部品/要素(オブジェクト)には階層があります。「事務所」の「3番目の机」の「右の1番上の引き出し」の「ボールペン」のように「book1.xlsmワークブック」の「Sheet1ワークシート」の「A1セル(1行目/1列目)」。
そして「プロパティ」とその「内容」があります。
〜の「ボールペン(オブジェクト)」の「インクの色(プロパティ)」は「赤(内容)」というのはありますが、〜の「ボールペン」の「芯の濃さ(プロパティ)」は「2B(内容)」というのがありえないように、〜の「A1セル(オブジェクト)」の「値(プロパティ)」は「ホニャララ(内容)」というのはありますが、〜の「A1セル」の「高さ(プロパティ)」は「16ポイント(内容)」というのはありません。Excelでセルが個別に高さを持つことはできません。ワークシートで「高さ」プロパティを持つのは「行(Row)」です。

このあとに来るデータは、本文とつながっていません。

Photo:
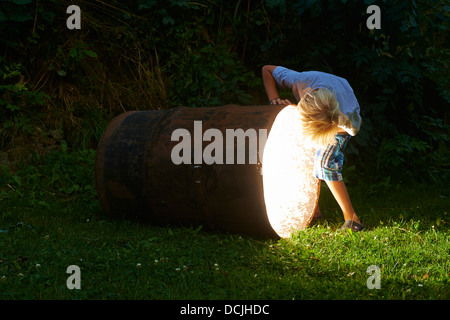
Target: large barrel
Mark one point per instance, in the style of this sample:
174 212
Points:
137 178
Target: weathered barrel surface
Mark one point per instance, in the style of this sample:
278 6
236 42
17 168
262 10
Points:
137 179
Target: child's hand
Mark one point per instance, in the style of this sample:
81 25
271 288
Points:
279 101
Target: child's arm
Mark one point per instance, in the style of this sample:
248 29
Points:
271 86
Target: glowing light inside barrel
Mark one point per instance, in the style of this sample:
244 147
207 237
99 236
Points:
290 189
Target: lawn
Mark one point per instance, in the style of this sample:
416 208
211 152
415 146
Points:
50 219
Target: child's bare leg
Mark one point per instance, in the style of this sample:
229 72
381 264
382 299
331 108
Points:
340 193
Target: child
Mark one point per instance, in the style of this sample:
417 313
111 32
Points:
329 112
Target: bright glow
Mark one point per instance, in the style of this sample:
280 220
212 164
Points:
291 191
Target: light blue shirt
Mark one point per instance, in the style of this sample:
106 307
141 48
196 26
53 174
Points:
349 119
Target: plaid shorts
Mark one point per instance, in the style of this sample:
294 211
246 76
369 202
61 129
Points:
328 162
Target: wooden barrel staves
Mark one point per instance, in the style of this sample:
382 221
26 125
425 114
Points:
188 166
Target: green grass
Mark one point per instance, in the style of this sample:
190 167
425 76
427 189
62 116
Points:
50 219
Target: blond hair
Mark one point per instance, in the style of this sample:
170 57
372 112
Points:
319 114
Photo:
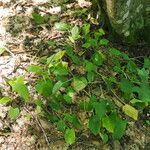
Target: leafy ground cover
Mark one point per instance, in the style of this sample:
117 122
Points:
85 88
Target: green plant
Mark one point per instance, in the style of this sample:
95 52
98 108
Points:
62 85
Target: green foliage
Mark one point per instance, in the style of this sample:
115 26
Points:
44 87
13 113
71 75
4 100
79 83
94 124
19 87
38 18
70 136
61 26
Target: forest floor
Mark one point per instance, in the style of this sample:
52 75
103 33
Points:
24 44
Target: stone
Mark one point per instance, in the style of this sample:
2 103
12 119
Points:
129 19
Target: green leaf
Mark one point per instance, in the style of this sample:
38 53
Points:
70 136
2 47
90 76
72 119
55 57
13 113
86 29
126 85
2 50
94 124
114 52
100 108
52 118
130 111
61 26
38 18
143 89
75 33
4 100
67 98
103 42
55 105
38 102
60 70
97 58
61 126
86 106
104 137
89 67
147 63
132 67
36 69
120 126
101 31
44 87
108 124
19 87
50 43
57 87
79 83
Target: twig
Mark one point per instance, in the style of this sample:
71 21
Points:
39 124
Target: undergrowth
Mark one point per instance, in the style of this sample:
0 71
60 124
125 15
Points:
87 77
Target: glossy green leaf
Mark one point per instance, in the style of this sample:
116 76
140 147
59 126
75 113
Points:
38 18
86 29
2 50
4 100
97 58
89 67
100 108
75 33
147 63
19 87
120 126
126 86
94 124
130 111
13 113
70 136
103 42
114 52
90 76
57 87
44 87
61 126
79 83
61 26
108 124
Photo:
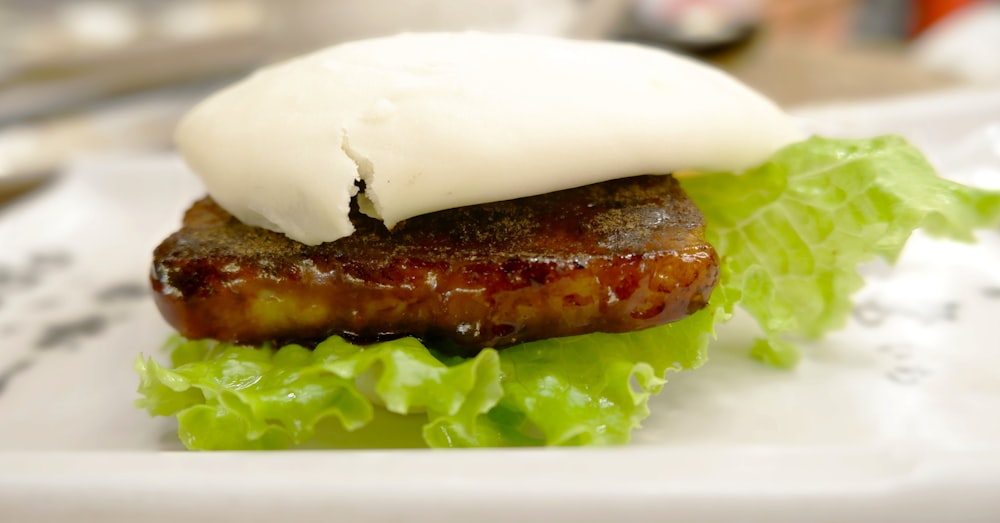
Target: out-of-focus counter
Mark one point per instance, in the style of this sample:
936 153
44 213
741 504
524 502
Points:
796 76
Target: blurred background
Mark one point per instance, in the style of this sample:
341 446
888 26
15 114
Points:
97 77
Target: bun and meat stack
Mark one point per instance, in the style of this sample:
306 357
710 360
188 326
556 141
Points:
500 197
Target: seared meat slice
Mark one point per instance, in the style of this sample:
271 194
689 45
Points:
614 257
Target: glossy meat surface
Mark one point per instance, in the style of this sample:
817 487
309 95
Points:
613 257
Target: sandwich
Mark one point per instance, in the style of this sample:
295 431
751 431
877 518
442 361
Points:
504 240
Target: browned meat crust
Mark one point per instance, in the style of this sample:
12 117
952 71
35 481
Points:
614 257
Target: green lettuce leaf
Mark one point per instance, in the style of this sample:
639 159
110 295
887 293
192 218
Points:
569 391
793 232
790 234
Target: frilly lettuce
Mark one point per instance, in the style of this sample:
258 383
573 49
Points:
790 233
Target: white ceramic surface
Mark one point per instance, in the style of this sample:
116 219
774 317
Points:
896 417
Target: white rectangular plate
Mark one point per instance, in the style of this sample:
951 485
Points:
897 416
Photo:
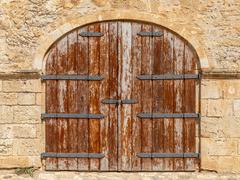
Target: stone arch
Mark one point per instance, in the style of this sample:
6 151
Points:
48 39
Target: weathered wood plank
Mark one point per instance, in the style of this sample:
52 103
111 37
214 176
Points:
51 96
125 88
83 100
146 101
158 124
168 99
62 103
94 94
178 58
190 105
113 93
104 93
136 95
72 98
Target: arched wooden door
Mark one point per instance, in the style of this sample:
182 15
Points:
121 96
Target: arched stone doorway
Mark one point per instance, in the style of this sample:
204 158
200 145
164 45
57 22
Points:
121 96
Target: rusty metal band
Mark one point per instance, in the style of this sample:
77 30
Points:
168 155
72 155
72 116
168 76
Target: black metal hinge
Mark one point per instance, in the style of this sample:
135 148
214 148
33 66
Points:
73 77
72 155
72 116
154 34
91 34
168 76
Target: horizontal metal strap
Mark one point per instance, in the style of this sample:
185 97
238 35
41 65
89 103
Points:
168 155
72 77
91 34
72 116
116 101
168 115
157 34
168 76
72 155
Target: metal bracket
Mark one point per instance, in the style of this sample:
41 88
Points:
72 77
155 34
116 101
168 155
168 76
72 155
91 34
168 115
72 116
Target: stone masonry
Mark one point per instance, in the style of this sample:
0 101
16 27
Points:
29 27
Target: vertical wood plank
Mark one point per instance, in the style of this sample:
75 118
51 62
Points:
62 103
113 93
83 99
126 85
136 95
94 94
51 107
72 99
146 91
190 107
178 58
158 124
104 93
168 100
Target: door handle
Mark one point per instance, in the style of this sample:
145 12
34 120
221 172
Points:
117 101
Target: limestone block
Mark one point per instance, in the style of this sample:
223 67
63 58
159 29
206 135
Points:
232 89
27 114
19 161
6 114
8 98
27 147
211 90
212 127
215 108
6 131
26 98
22 86
236 107
6 147
25 131
218 146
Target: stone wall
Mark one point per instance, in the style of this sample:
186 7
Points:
29 27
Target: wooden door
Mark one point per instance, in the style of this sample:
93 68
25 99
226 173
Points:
121 96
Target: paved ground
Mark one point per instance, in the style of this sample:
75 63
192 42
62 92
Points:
42 175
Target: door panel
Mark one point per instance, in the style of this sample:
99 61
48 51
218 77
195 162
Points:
98 135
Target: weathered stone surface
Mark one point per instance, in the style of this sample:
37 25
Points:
6 114
26 114
26 98
22 86
8 98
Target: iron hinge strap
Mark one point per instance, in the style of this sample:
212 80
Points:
168 76
91 34
72 155
73 77
168 115
72 116
168 155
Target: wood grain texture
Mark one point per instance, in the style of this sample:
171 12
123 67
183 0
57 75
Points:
83 99
146 101
94 94
158 124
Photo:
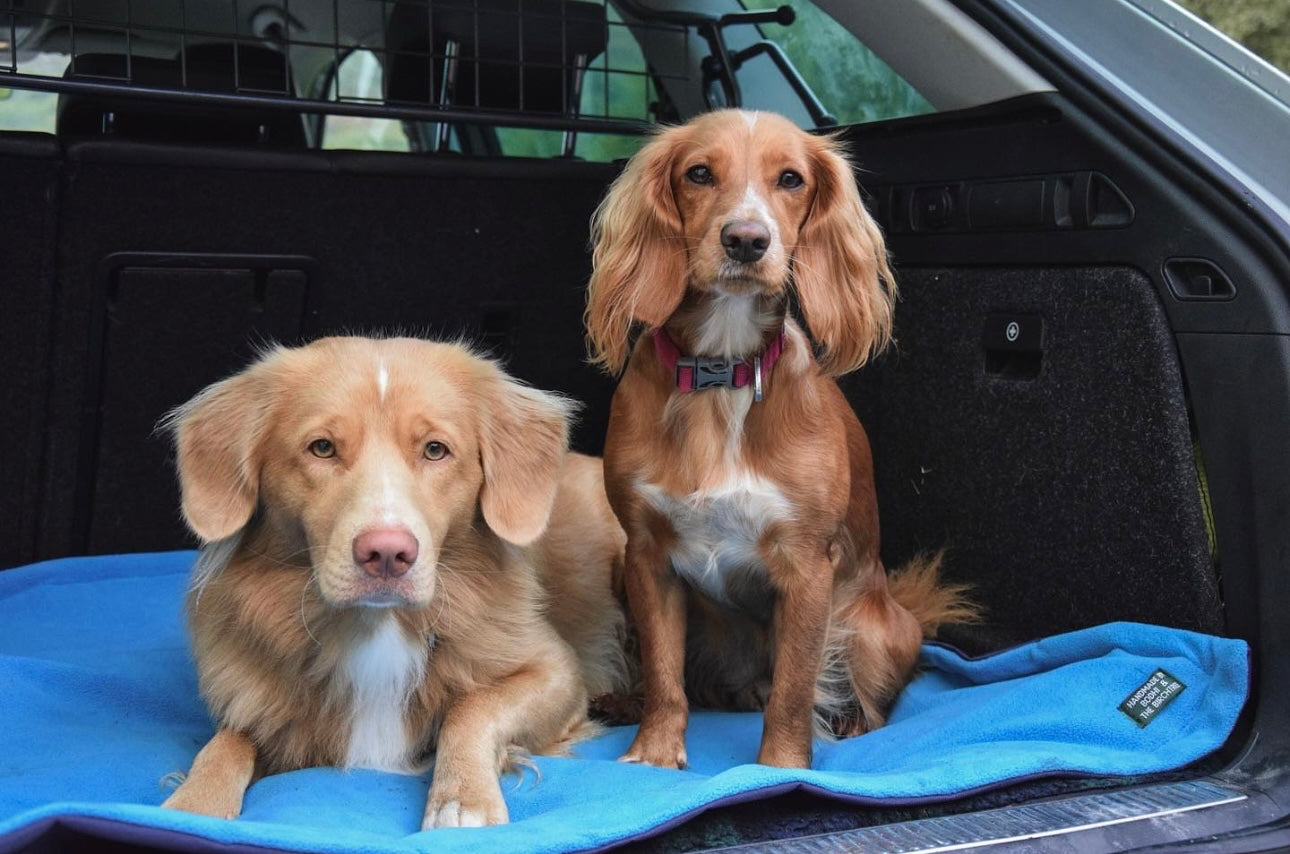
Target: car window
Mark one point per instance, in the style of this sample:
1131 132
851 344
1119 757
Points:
1262 26
360 79
848 78
26 109
617 85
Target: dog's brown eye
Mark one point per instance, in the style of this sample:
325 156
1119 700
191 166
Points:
323 448
698 174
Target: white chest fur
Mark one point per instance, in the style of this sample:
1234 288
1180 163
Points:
382 671
717 534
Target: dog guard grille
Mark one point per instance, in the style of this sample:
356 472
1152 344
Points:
525 63
551 65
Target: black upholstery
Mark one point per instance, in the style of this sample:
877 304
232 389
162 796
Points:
208 252
1067 493
29 186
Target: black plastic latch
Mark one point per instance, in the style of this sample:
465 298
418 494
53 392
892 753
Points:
1197 279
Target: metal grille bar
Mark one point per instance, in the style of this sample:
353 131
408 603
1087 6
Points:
498 62
1010 823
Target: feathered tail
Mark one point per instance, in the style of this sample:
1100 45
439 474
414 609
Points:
917 587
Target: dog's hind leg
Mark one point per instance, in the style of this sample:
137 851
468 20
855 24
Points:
218 778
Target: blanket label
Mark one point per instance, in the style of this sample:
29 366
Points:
1152 697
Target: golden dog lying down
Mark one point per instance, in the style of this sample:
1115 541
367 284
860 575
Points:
381 581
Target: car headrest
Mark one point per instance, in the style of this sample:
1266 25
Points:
512 54
203 67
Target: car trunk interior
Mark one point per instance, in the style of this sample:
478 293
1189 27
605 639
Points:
1084 405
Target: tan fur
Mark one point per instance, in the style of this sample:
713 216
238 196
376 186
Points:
812 625
280 603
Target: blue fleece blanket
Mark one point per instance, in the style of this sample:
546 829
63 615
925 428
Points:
98 703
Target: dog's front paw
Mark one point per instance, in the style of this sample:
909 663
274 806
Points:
194 797
459 804
663 751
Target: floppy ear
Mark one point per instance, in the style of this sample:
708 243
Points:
639 259
217 436
523 444
840 267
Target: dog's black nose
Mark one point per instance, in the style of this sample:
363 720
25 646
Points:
744 240
385 552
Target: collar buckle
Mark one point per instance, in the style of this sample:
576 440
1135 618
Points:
707 372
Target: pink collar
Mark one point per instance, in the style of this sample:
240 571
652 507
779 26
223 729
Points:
695 373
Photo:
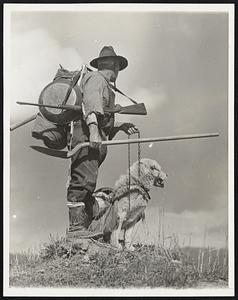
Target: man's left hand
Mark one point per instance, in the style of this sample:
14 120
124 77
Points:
129 128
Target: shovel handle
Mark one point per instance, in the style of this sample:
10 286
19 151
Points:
19 124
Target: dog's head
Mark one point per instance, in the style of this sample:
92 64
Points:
151 173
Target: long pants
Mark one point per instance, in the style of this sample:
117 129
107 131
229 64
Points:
84 168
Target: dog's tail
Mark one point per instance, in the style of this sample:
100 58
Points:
111 220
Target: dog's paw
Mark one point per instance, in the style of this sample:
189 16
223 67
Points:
129 247
118 246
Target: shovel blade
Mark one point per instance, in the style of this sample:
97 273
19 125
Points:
136 109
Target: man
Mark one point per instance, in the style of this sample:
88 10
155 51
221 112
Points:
95 127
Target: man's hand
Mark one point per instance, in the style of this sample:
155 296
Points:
95 137
129 128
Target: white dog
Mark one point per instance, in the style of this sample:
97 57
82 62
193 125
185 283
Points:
129 204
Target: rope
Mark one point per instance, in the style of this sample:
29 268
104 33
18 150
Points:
70 148
129 171
129 164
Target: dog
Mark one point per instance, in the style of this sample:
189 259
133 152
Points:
128 204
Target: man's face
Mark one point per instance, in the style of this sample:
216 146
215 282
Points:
113 65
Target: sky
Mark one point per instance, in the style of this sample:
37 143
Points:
178 66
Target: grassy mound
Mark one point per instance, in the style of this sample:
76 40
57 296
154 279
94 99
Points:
95 264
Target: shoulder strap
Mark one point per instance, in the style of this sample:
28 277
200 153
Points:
115 88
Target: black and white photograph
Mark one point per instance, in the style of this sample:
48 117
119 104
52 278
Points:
118 149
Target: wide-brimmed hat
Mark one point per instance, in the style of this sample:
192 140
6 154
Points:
108 52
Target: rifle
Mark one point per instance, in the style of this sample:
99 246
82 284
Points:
135 109
68 154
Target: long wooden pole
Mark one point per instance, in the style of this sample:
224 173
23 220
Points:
145 140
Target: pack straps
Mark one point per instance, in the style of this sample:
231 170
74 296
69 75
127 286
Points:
115 88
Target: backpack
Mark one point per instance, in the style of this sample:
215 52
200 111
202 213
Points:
51 124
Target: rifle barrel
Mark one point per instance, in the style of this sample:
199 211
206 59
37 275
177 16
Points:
68 107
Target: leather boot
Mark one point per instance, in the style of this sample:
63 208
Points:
79 222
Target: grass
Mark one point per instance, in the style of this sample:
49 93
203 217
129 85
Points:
95 264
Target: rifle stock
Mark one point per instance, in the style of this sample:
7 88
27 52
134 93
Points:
136 109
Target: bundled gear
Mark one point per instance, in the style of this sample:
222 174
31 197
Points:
51 124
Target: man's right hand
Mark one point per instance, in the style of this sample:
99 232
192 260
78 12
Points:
95 137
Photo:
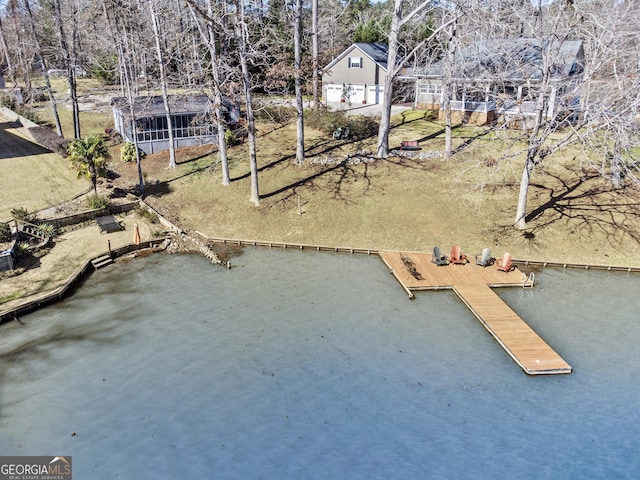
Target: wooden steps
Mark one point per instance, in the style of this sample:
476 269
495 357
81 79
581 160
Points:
102 261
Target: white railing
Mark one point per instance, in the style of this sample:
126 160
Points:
457 105
515 108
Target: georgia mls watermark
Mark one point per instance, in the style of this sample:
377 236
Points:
35 468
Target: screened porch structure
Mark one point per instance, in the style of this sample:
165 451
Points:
192 119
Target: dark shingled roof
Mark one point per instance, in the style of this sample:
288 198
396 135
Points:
517 59
154 106
377 51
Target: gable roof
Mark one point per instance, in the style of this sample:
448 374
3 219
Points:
511 59
153 106
376 52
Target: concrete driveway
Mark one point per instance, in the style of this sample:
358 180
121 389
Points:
372 110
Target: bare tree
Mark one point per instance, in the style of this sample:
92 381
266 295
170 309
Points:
210 38
164 83
242 39
7 56
297 41
315 53
45 70
67 50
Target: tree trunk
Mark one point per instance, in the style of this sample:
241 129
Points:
315 53
163 84
69 67
215 71
521 210
45 72
241 37
297 41
447 91
7 57
385 116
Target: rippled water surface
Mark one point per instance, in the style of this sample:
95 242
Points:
306 365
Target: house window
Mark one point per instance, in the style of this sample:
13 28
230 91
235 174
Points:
355 62
429 88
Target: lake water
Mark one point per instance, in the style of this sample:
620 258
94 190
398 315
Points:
307 365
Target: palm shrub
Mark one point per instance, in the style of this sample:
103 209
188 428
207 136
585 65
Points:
89 157
5 232
47 230
128 152
96 201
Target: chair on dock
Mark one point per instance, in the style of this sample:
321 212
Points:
410 145
108 224
438 257
484 259
457 257
504 264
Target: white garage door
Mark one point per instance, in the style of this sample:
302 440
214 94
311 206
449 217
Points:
334 93
375 93
357 93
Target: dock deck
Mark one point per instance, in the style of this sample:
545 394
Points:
472 284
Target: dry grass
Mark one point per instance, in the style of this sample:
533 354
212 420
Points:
400 203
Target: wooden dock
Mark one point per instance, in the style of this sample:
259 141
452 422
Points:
472 284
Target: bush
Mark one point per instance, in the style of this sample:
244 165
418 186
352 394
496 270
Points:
47 230
149 216
5 232
97 201
23 215
327 122
21 249
230 138
280 114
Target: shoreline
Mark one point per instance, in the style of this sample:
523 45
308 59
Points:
171 245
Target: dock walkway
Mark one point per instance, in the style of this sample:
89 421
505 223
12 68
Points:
472 283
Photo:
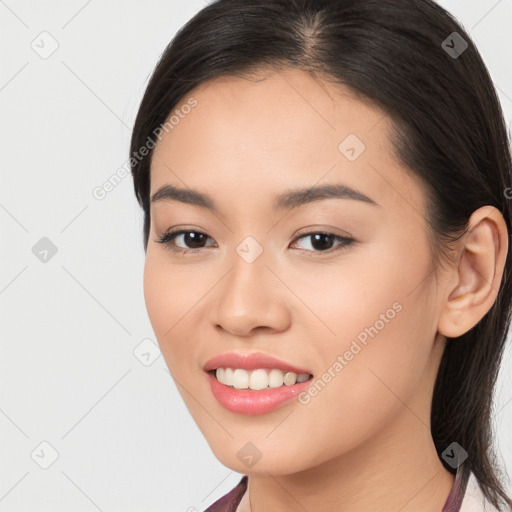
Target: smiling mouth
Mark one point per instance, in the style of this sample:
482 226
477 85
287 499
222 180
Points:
258 379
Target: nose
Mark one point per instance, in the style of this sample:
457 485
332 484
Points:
250 298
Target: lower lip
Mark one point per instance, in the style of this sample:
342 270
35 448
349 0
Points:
245 401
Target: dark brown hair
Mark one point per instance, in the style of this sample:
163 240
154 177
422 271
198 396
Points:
449 130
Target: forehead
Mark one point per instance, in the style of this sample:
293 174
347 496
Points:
276 129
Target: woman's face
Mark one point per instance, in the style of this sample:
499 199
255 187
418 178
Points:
279 277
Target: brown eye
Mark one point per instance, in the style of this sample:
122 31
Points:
323 242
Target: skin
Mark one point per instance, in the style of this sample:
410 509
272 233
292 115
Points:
365 437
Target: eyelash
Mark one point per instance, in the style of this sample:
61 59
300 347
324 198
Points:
168 237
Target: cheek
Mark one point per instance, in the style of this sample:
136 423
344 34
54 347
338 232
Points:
170 296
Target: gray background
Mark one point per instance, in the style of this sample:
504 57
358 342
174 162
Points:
71 374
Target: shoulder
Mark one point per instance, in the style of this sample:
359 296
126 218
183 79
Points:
230 501
474 499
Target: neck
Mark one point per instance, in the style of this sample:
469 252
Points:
396 469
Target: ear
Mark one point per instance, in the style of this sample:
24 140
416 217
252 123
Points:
478 274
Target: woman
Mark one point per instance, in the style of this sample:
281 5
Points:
325 187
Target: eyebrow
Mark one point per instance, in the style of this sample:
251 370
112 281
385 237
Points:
289 199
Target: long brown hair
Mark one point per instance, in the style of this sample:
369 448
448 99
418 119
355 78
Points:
403 56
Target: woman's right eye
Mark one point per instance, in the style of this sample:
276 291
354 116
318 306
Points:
193 240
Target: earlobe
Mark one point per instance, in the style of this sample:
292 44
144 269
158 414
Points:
479 272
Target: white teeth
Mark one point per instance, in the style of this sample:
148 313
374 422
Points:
240 379
275 378
258 379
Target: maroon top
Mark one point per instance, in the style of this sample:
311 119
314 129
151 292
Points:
230 501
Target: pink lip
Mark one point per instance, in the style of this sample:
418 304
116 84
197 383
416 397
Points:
247 401
250 361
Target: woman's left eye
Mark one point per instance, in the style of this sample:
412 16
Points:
194 240
323 242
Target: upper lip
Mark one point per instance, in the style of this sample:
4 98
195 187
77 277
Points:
250 361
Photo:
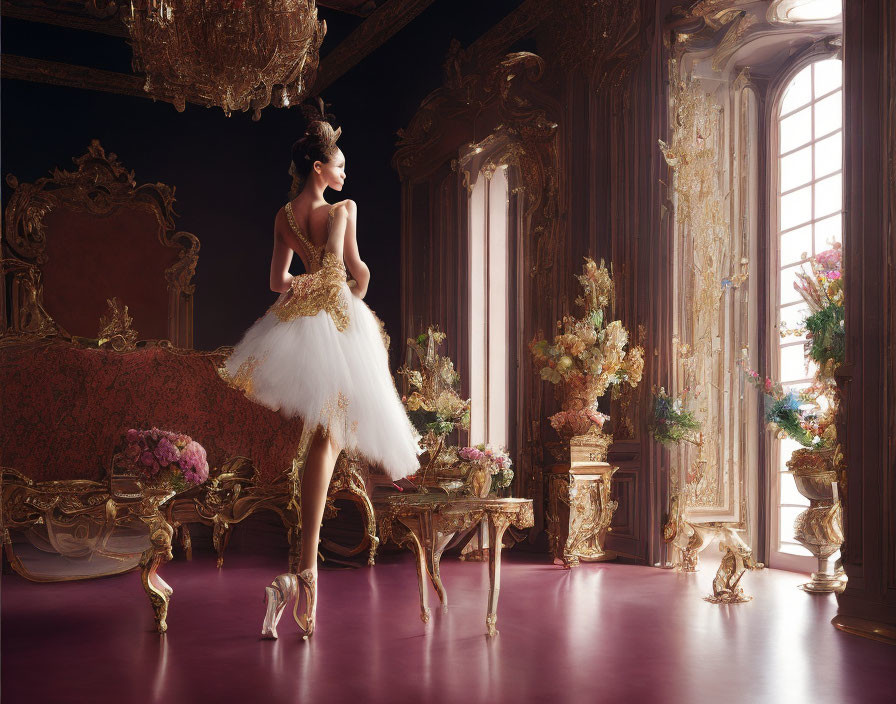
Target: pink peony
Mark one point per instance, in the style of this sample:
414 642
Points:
193 456
166 453
829 259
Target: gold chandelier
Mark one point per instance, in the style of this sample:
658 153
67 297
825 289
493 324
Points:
236 54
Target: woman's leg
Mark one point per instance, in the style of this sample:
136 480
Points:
315 483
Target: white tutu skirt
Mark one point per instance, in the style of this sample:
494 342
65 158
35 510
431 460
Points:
338 380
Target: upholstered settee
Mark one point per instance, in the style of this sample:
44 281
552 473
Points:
74 379
65 408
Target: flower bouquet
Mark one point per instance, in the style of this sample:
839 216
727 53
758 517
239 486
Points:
165 460
822 290
795 414
434 406
672 422
587 356
490 468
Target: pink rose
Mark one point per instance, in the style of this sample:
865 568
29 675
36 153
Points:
166 453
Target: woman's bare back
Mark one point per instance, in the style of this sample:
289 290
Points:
313 221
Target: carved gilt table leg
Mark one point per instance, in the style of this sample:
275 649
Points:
357 488
497 524
220 537
158 553
411 536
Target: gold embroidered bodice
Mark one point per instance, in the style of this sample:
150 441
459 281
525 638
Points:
321 288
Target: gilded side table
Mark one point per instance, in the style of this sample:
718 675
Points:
426 523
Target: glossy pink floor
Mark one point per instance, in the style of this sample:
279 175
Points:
601 632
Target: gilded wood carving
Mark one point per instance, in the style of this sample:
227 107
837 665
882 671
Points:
99 186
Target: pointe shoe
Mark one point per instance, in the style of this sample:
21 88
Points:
306 620
276 597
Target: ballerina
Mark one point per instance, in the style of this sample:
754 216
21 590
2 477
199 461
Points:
319 353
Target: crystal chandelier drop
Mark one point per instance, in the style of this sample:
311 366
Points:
236 54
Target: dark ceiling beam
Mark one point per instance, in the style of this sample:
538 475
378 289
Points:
46 15
24 68
114 27
515 26
386 21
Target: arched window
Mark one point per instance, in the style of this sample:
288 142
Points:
808 163
489 323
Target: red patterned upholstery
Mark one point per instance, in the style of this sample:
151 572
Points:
90 258
64 409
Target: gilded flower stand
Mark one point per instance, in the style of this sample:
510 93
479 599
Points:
579 505
426 523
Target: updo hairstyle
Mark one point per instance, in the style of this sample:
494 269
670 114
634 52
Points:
317 143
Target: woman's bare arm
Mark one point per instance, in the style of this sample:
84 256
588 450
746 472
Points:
345 221
280 261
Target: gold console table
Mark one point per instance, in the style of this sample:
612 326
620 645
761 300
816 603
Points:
426 523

今回はSheet1のコード窓に書いたので Thisworkbook.Worksheets("Sheet1").Cells(1,1).Value = "〜" のようにワークブックやワークシートの指定を行うことをせず、いきなり Cells(1,1).Value = "〜" のように省いて書くことができるが、複数のワークブック、ワークシートを扱うときはワークブックやワークシートを明示するようにする方が無難。(次回以降はワークブックやワークシートを明示する書き方をします)

Excel VBA事始め 12
VBAに書いたコードを実行したらSheet1ワークシートを確認する。
A1セルに「Hello Excel VBA!」が入っているので成功。

次回以降、業務に使えそうなことを少しずついろいろやっていこうと思います。